The Financial Supervisory Commission (FSC) yesterday told publicly traded companies to postpone their annual shareholders’ meetings from Monday next week to the end of next month to curb public gatherings amid a surge in COVID-19 infections.
A total of 1,931 companies had planned to convene their shareholders’ meetings during the period, but the FSC has made it mandatory for them to delay the events to July or August, it said.
There are 923 companies listed on the Taiwan Stock Exchange, 763 on the Taipei Exchange and 245 on the Emerging Stock Board, Securities and Futures Bureau Deputy Director-General Tsai Li-ling (蔡麗玲) told reporters by videoconference in New Taipei City.
Photo: Wang Meng-lun, Taipei Times
Boards of directors should determine a new date for shareholders’ meetings and notify their shareholders 15 days in advance, and announce it on the Market Observation Post System, Tsai said.
It was the first time that the commission has imposed such a measure, as it did not do so even during the SARS outbreak in 2003, Tsai said.
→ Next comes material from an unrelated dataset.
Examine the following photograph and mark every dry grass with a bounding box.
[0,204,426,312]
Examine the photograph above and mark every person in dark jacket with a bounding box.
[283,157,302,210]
After discussions with the Central Epidemic Command Center (CECC), the agencies agreed that a special regulation to combat COVID-19 would exempt listed companies from the Securities and Exchange Act’s (證交法) requirements that shareholders’ meetings be held by the end of June, Tsai said.
Several companies with management rights disputes would need to delay their annual meetings, such as Teco Electric and Machinery Co (東元電機), which had a meeting slated for Tuesday next week; Yungtay Engineering Co (永大機電), with a meeting on June 21; and tire maker Federal Corp (泰豐輪胎), which had a meeting on June 17, companies’ data showed.
The FSC has taken measures to reduce the delay’s effects on stock-related affairs, Tsai said.
The 1,931 companies would not need to reschedule the book-closure dates nor adjust their shareholders’ roster, so the shareholders who are eligible to attend the meetings would not be changed, which would protect their interest, Tsai said.
Listed companies must still announce the results of matters that shareholders have voted on through the electronic voting platform provided by the Taiwan Depository and Clearing Corp (台灣集保) a day prior to the previously planned date of their shareholders’ meeting, she said.
The deadline for the solicitation of proxies for attendance at shareholders’ meetings remains the same, she added.
However, companies’ dividend distributions would be delayed, as regulations require that proposals for distributions of cash and stock dividends be approved at shareholders’ meetings, she said.
“That would be the case for most public companies, except for companies whose bylaws explicitly say that the distribution does not require shareholders’ approval,” Tsai said.
So far, 57 public companies have convened their shareholders’ meetings and another seven are to hold their meetings today, commission data showed.